Al-Mazra’a ash-Sharqiya - dont certains des 10 000 originaires sont dispersés aux USA et en Amérique du Sud - est un village aisé d'environ 4 500 habitants, avec de belles et spacieuses maisons en pierre. Elles se dressent au sommet d'une colline qui domine la route 60, le principal axe de circulation de Cisjordanie, et offrent une vue splendide.

En contrebas, accessible par un sentier serpentin escarpé qui descend du village, se trouve l'endroit que la population locale appelle Wadi al-Baqar (la vallée du bétail) - l'endroit d'où, au fil des ans, trois jeunes hommes de la région ne sont jamais revenus vivants. Le 13 mai 2010, Aysar al-Zaban, 15 ans, a été abattu par des colons ; le 5 novembre 2022, Musab Nafal, 18 ans, a été tué et son ami grièvement blessé par des soldats en embuscade qui ont ouvert le feu sur eux ; et le 19 janvier 2024, il y a deux semaines, Taoufik Abdeljabbar - un adolescent à lunettes, un gentil garçon de l'État du Bayou - est devenu la dernière victime en date. Des colons et des soldats étaient présents sur les lieux, et l'on ne sait pas exactement qui a tiré au moins 10 balles sur la voiture qui passait. Selon un témoin oculaire, c'était les deux.

Lundi dernier, alors que nous nous rendions à Al-Mazra’a ash-Sharqiya, peu après avoir traversé Silwad, nous avons appris que les soldats d'un convoi qui passait juste après nous, avaient abattu un adolescent qui avait peut-être jeté des pierres sur les véhicules. Cet après-midi-là, lorsque nous sommes repassés par Silwad pour retourner à Tel Aviv, tous les magasins étaient fermés en signe de deuil et de protestation. Le même jour, cinq jeunes Palestiniens ont été tués de la même manière en Cisjordanie, dans des incidents qui n'ont pratiquement pas été couverts par les médias israéliens.

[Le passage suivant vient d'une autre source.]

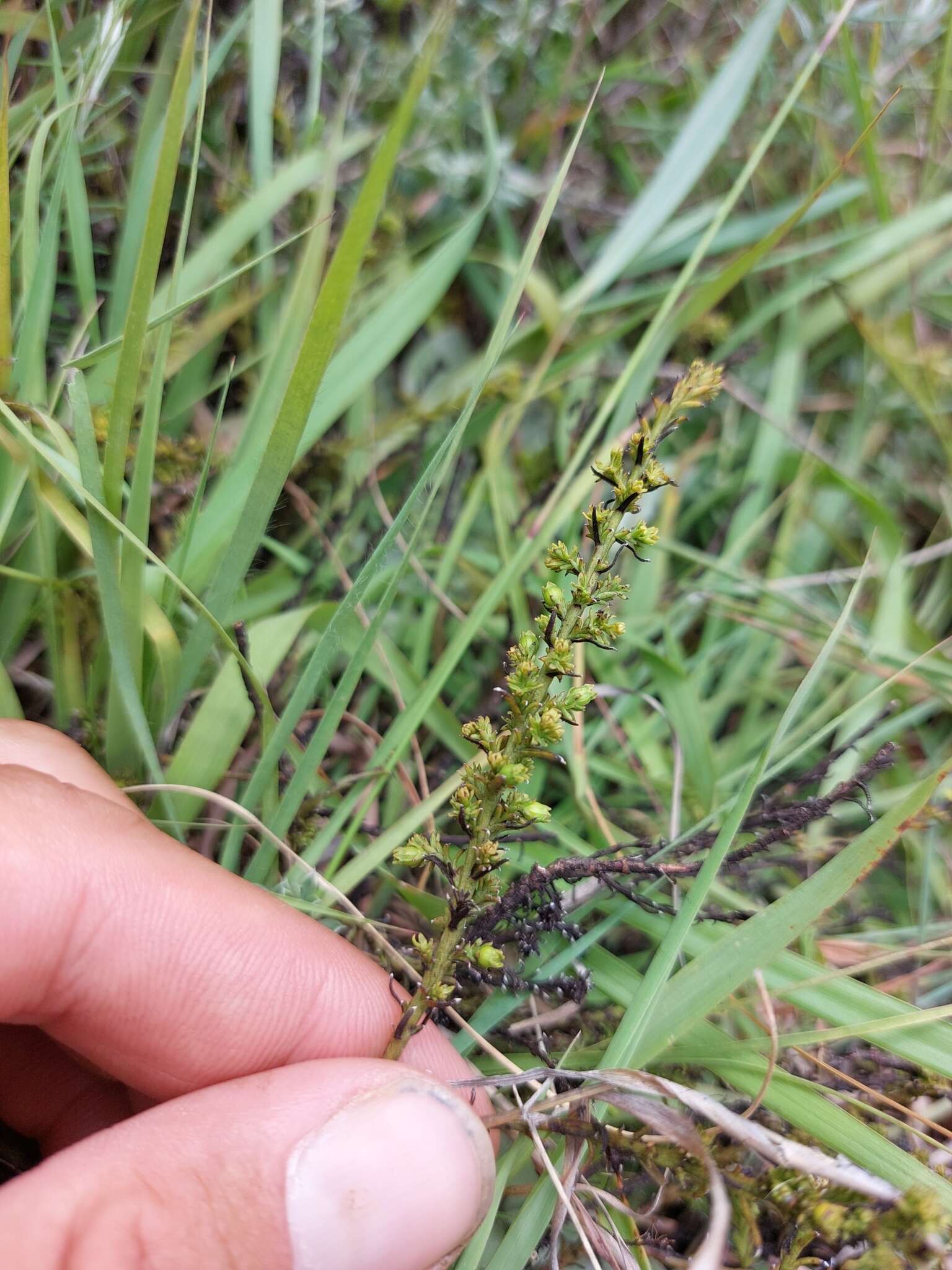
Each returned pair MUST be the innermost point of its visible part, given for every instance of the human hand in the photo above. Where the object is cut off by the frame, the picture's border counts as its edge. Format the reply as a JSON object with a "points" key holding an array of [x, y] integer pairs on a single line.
{"points": [[196, 1059]]}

La maison de la famille à Al-Mazra’a ash-Sharqiya

De retour dans la maison endeuillée des Abdeljabbar, Hafeth, 41 ans, et son frère Rami, 47 ans, parlent couramment l'anglais usaméricain. Rami a été le premier à quitter la Cisjordanie pour s'installer aux USA y a 30 ans. Deux ans plus tard, ses deux frères et leurs familles l'ont rejoint. Hafeth et Rami ont ouvert leur chaîne de magasins et ont prospéré. Tous les deux ou trois ans, Hafeth et sa femme ramenaient leurs cinq enfants au pays, à Al-Mazra’a ash-Sharqiya,. En mai dernier, ils ont décidé de rentrer pour de bon. « Je voulais donner à mes fils ce que j'ai : des racines », explique le père.

Hafeth avait d'abord espéré que Taoufik resterait à la Nouvelle-Orléans pour y terminer ses études secondaires, mais le jeune homme, qui avait eu 17 ans en août, a insisté pour rentrer avec le reste de la famille. Le moment venu, a-t-il dit, il irait à l'université aux USA : son rêve était de travailler à la NASA. En attendant, il prévoyait de suivre des cours d'ingénierie à l'université voisine de Bir Zeit, afin de découvrir la vie en Palestine. Il poursuivrait ensuite ses études à la Nouvelle-Orléans.